This project addresses the question: “What are the most valued data science skills? To answer this question, the team took the following approach: 1. COLLECTING: mined the job board glassdoor.com to identify which skills were requested the most frequently in job descriptions. (Alvaro Bueno & Silverio Vasquez) 2. TIDYING: creating databases from the raw data. (Sarah Wigodsky) 3. ANALYZING: developing relevant dataframes from the databases. (Nathan Cooper) 4. VISUALIZING: creating graphs and descriptions of the conclusions from the analysis. (Jill Anderson)
suppressWarnings(suppressMessages(library(stringr)))
suppressWarnings(suppressMessages(library(dplyr)))
suppressWarnings(suppressMessages(library(RCurl)))
suppressWarnings(suppressMessages(library(tidyr)))
suppressWarnings(suppressMessages(library(DT)))
suppressWarnings(suppressMessages(library(ggplot2)))
suppressWarnings(suppressMessages(library(knitr)))
salary <- read.csv("https://raw.githubusercontent.com/sjv1030/group_project/master/company_salary.csv", stringsAsFactors = FALSE)
salarytidy <- salary[,-1]
salarytidy <- salarytidy %>%
separate(salary, c("salary", "pay_period"), sep="per ")
salarytidy$salary <- gsub(",", "", salarytidy$salary)
salarytidy$salary <- unlist(str_extract_all(salarytidy$salary, "[[:digit:]]{3,}|[[:digit:]]{1,}.[[:digit:]]{1,}"))
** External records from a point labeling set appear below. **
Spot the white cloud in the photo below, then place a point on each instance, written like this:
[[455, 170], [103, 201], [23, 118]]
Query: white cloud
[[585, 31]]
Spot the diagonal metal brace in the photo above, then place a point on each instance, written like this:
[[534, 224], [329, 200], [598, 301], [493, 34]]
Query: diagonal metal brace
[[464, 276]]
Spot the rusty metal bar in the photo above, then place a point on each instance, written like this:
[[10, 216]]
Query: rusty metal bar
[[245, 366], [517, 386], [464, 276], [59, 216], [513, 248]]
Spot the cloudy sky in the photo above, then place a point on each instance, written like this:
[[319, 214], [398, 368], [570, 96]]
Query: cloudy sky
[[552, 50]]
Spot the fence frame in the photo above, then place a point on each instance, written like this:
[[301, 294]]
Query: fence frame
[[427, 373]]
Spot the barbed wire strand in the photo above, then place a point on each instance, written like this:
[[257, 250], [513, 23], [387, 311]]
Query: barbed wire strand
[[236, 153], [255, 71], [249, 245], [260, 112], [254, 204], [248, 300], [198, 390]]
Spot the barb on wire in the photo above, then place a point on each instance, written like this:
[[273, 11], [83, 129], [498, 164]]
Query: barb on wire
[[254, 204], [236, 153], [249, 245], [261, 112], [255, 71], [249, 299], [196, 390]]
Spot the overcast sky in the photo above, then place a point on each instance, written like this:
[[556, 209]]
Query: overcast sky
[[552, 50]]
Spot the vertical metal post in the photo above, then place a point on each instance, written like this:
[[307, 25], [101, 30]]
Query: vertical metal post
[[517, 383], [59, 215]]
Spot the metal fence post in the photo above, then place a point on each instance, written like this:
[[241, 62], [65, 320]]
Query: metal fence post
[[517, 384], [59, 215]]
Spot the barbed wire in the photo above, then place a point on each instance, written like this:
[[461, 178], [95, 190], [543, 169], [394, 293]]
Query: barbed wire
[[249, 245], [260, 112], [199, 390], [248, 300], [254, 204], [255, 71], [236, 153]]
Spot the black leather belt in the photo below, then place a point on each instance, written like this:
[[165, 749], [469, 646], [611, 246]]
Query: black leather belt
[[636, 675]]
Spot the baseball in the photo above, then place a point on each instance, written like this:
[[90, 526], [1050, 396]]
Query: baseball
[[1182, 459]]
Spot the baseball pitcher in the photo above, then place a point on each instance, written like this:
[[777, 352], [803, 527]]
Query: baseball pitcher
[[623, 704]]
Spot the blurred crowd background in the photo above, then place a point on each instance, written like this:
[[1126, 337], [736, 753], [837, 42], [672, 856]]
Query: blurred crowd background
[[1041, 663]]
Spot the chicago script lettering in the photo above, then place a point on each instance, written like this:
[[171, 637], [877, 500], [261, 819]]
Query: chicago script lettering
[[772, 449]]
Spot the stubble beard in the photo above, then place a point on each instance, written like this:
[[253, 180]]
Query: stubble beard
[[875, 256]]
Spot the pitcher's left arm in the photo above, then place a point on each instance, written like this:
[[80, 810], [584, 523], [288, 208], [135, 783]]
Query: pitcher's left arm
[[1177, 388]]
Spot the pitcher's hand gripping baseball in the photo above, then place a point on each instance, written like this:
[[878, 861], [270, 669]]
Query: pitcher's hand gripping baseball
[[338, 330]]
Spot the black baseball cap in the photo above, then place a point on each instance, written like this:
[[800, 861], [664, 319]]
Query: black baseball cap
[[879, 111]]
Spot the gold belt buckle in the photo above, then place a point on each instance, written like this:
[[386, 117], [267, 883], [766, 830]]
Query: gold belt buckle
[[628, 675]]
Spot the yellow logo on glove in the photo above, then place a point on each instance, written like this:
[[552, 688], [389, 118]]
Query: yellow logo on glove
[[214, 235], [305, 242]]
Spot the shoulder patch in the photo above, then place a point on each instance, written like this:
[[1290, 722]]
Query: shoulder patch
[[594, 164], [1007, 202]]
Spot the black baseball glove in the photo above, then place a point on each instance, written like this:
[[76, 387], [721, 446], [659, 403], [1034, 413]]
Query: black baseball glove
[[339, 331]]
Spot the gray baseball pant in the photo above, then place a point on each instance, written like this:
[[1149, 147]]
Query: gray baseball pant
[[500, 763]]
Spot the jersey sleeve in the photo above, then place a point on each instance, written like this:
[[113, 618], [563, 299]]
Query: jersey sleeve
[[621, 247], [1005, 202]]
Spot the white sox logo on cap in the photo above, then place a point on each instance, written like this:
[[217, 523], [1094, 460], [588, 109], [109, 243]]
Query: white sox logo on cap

salarytidy$salary <- as.numeric(salarytidy$salary)
summary(salarytidy)
## company salary pay_period
## Length:519 Min. : 12.81 Length:519
## Class :character 1st Qu.: 98002.00 Class :character
## Mode :character Median :122895.00 Mode :character
## Mean :111381.06
## 3rd Qu.:138688.50
## Max. :245145.00
datatable(salarytidy)
for (i in 1:length(salarytidy$salary)){
if (salarytidy$pay_period[i] == "month") {salarytidy$salary[i] <- salarytidy$salary[i]*12}
if (salarytidy$pay_period[i] == "week") {salarytidy$salary[i] <- salarytidy$salary[i]*52}
if (salarytidy$pay_period[i] == "hour") {salarytidy$salary[i] <- salarytidy$salary[i]*8*5*52}
if (salarytidy$pay_period[i] == "day") {salarytidy$salary[i] <- salarytidy$salary[i]*5*52}
}
joblistma <- read.csv("https://raw.githubusercontent.com/delagroove/dataScience/master/jobOffers_final_with_dupes_reduced.csv", stringsAsFactors = FALSE)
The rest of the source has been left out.